Secondly, many of the people who rush to blame government for a lack of oversight and regulation are the same people who want tax cuts and smaller government, which makes no sense.
 

Phokus

Lifer
Nov 20, 1999
22,995
776
126
Originally posted by: bamacre
Originally posted by: Phokus
Originally posted by: Genx87
Originally posted by: Phokus
Free Market ideology wins again.

This isnt a free market problem. It is a lack of govt regulation problem. A free market without regulation is anarchy. Anarchy has never produced anything but more anarchy and instability.

How can a market be "free" when it's regulated :laugh:

The only thing free market nutjobs think the government should have a hand in is enforcing contracts/protecting private property rights. That's all. To say anything else is dishonest.
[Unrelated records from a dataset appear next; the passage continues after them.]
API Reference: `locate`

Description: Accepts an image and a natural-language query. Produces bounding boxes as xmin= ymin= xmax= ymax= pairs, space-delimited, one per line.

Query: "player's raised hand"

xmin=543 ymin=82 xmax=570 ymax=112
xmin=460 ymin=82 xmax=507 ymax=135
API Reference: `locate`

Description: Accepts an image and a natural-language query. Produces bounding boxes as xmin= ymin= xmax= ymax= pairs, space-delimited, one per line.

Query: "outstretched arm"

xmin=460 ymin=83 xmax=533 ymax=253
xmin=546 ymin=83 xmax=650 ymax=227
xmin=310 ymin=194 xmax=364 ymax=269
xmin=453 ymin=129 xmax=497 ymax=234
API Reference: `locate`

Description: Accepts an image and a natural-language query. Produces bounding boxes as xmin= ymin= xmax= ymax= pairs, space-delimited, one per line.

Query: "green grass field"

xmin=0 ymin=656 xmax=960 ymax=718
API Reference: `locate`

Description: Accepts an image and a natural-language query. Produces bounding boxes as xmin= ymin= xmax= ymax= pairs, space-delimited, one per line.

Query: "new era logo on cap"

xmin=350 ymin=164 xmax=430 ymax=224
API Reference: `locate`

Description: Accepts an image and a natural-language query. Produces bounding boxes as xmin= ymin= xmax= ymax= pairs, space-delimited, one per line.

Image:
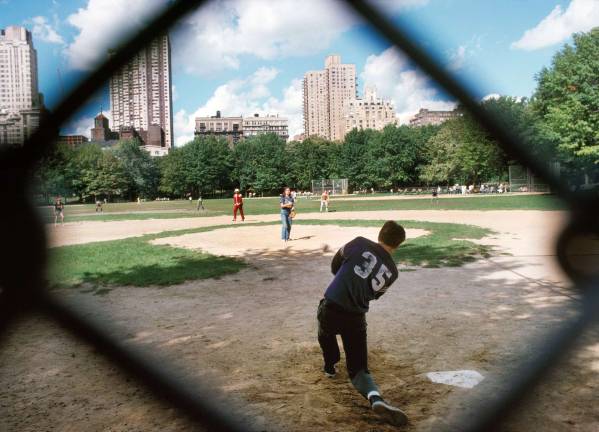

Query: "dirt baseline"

xmin=151 ymin=225 xmax=428 ymax=256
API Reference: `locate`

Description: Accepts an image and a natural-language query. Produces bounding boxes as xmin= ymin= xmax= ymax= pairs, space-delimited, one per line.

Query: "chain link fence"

Then why the "Free Market ideology wins again" sarcasm? Where do you think all the money came from? Do you think those "free market nutjobs" supported Greenspan and his easy money policy? Fractional Reserve banking even? Fannie and Freddie?

Those "free market nutjobs" as you say, are the ones trying to keep the banks in check. It's your government that can't handle them.

Because CDS were unregulated? This has nothing to do with Greenspan and the Fed. Did you even read the OP? The explosion of CDS's happened after the deregulation. So, these assholes were 'free' to create these toxic and irresponsible insurance contracts to destroy our economy. Get it? Good.
 

Genx87

Lifer
Apr 8, 2002
41,095
513
126
Originally posted by: Phokus
Originally posted by: Genx87
Originally posted by: Phokus
Free Market ideology wins again.

This isnt a free market problem. It is a lack of govt regulation problem. A free market without regulation is anarchy. Anarchy has never produced anything but more anarchy and instability.

How can a market be "free" when it's regulated :laugh:

The only thing free market nutjobs think the government should have a hand in is enforcing contracts/protecting private property rights. That's all. To say anything else is dishonest.

Do you have any idea what a "free" market is? Free markets are not anarchy which is what an unregulated market is. A 'free"market is a market that allows people to exchange goods with minimal interference but has a framework so the playing field is level and prevents abuse\fraud.